Monday, 11 September 2017

Stories from other people's family history

Now anyone who spends their time deep in the archives pursuing long lost family members will know just how one discovery takes you off on a whole new set of historical adventures.

And this doesn’t lessen when the individuals are not yours.
I have been exploring the Adlington family for Carol and what began as just a piece of research quickly became something much more.

It started with a newspaper story from 1917, reporting that “WORKSOP SOLDIER MISSING”.

This was Corporal William Adlington and the paper continued “the sympathy of our readers will be extended to Mr and Mrs G.B. Adlington, Carlton-road, Worksop, and family in the sorrow and anxiety that has befallen them respecting the fate of their youngest son, Corpl. William Adlington of the 2nd-5th York and Lancaster Regiment.

On Monday, Mr and Mrs Adlington received a letter from Corpl. Aldington’s commanding officer, stating ‘I am sorry to have to tell you that your son has been missing since May 3rd.  We still have high hopes of news of him and it is possible he is a prisoner of war.”

Like so many families Mr and Mrs Aldlington had both their sons on the Western Front.  Arthur their eldest was with the Royal Army Medical Corps having enlisted “shortly after the outbreak of the war, and has been in France for considerable time, rendering gallant service to the sick and wounded.”

I think Arthur survived but William who had “enlisted voluntarily on March 4th 1915” died on the day he was posted missing.

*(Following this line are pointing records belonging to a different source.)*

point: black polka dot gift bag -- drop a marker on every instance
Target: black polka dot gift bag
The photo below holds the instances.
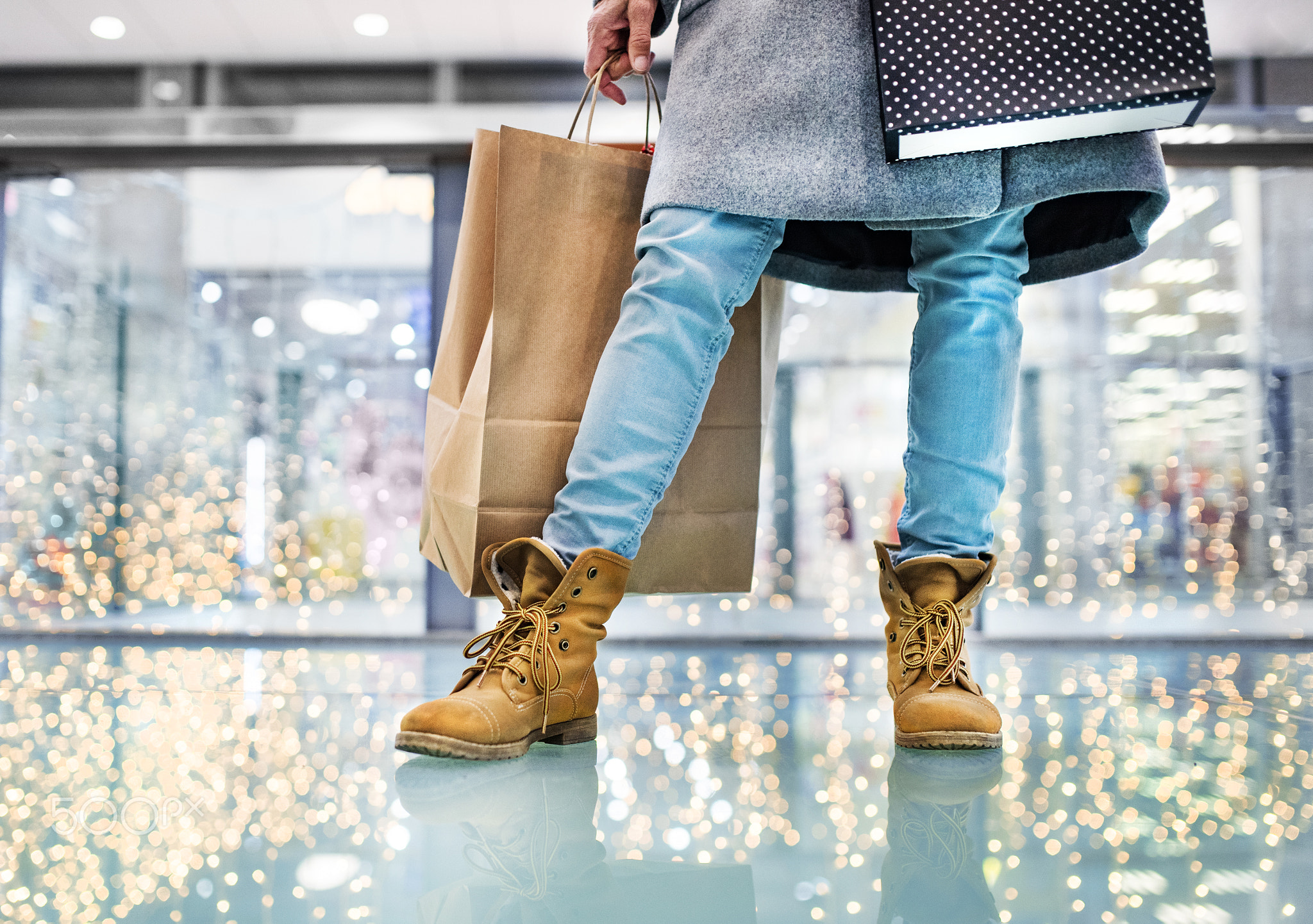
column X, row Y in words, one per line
column 976, row 75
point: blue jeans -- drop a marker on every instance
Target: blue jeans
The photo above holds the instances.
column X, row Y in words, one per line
column 694, row 269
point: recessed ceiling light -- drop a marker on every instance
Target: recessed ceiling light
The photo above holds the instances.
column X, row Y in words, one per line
column 330, row 315
column 108, row 26
column 403, row 335
column 167, row 91
column 372, row 25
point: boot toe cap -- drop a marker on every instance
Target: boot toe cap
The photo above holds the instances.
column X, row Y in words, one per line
column 453, row 717
column 948, row 711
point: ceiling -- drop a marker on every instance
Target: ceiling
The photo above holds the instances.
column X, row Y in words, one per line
column 54, row 32
column 50, row 32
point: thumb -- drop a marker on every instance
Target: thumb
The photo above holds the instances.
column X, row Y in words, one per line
column 641, row 35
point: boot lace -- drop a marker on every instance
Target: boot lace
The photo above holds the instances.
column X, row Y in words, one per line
column 519, row 641
column 934, row 641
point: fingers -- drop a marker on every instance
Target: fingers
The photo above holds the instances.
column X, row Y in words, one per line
column 607, row 31
column 641, row 13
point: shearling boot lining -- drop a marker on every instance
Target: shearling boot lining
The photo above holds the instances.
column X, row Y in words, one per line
column 511, row 583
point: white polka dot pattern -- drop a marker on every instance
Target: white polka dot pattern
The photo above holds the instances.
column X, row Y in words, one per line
column 971, row 62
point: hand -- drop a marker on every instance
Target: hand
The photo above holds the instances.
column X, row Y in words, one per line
column 620, row 25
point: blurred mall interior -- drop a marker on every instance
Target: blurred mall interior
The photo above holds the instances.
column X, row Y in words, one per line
column 228, row 233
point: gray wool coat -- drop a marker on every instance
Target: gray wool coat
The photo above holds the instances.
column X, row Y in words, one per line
column 774, row 111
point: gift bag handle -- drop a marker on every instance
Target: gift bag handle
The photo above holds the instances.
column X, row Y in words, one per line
column 595, row 86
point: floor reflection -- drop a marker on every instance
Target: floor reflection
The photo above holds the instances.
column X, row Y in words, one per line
column 1160, row 782
column 533, row 855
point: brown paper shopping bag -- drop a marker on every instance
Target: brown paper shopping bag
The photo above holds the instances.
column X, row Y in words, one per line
column 544, row 256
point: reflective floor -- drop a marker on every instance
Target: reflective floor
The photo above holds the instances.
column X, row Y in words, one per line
column 170, row 782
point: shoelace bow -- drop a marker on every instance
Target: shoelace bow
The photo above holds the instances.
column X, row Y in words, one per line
column 935, row 641
column 522, row 636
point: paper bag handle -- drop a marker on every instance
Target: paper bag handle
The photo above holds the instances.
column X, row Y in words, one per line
column 595, row 86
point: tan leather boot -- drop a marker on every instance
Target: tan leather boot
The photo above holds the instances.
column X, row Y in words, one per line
column 928, row 602
column 533, row 676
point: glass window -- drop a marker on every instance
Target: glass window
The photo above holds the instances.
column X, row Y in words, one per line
column 213, row 397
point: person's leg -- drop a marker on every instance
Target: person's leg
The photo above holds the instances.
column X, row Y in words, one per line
column 963, row 388
column 964, row 363
column 694, row 269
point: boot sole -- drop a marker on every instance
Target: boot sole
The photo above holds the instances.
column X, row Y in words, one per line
column 948, row 741
column 440, row 746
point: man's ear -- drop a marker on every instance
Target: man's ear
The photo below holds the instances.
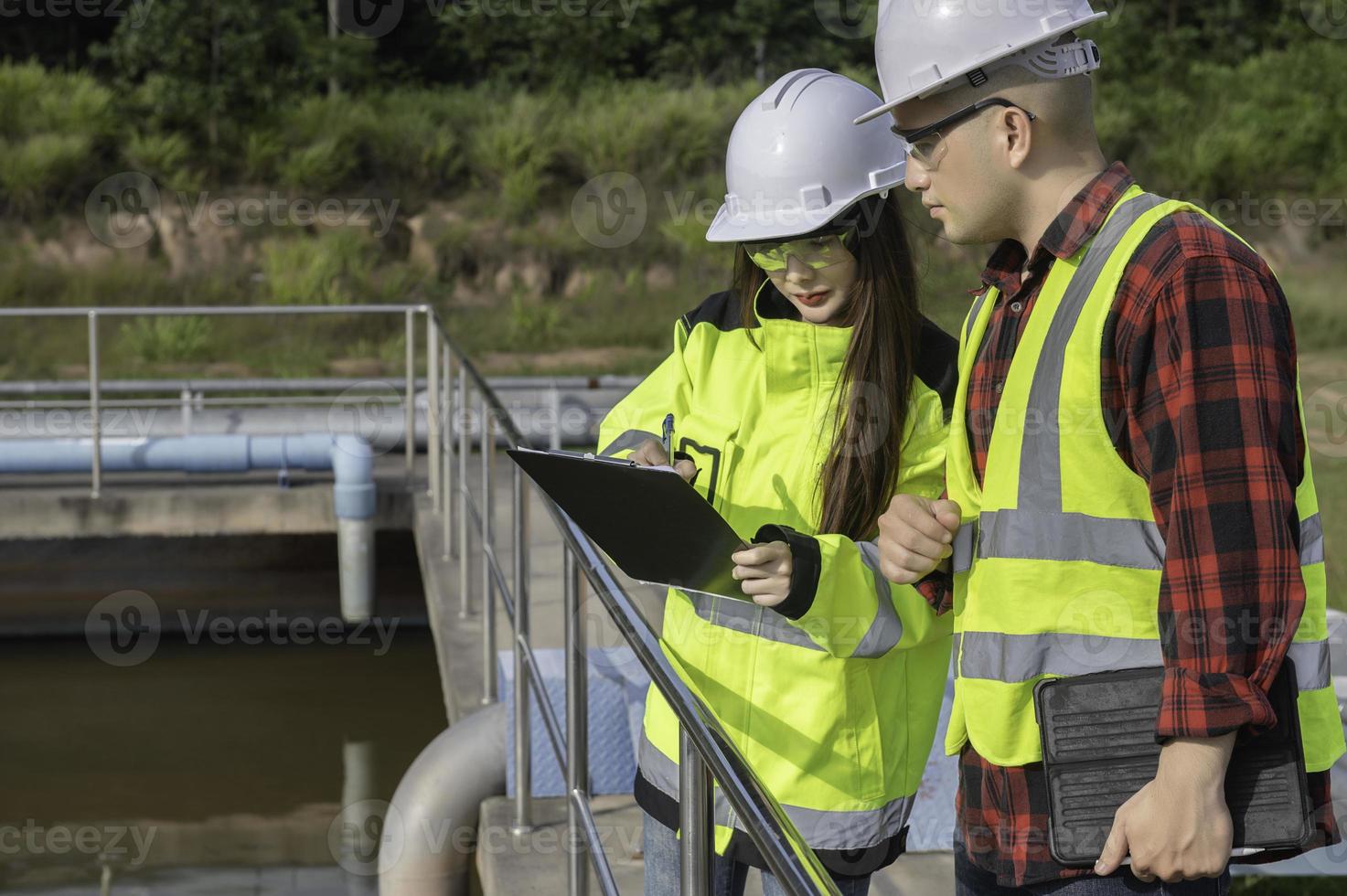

It was the sort of awful news that many families had to experience and it drew me in to find out more.

He had been the manager of a Singer sewing machine factory but had begun life as a coal miner.  His wife Ada was the daughter of a framework knitter who had been married three times and like so many families stories the research confirmed what had become family lore.

Caroline had joked that he had married three times to ensure he had a partner who could help him in the business.  Now I couldn’t confirm that this had been the motivation for his marriages but the census return showed that he had indeed been married at least twice between 1871 and ’81.

Not that this should surprise us mortality rates were still relatively high in the 19th century and bereaved parents often remarried.

What also came out of the census search was that in 1891 just three years after she had married George her brother was living next door and two decades earlier another young man was living as a lodger in a nearby house who in time would also marry into the family.

None of which is the stuff of great events but is still history and in its way just as fascinating not only because of the lives it reveals but also because it offers up the backdrop by which those great events can be judged.

Pictures; unknown Sheffield Newspaper, May 1917, courtesy of Caroline Smith

1 comment:

  1. I found this very interesting, and would wonder just how many young men actually lost their lives on 3rd May, 2017. it would have been a tragic day for so many.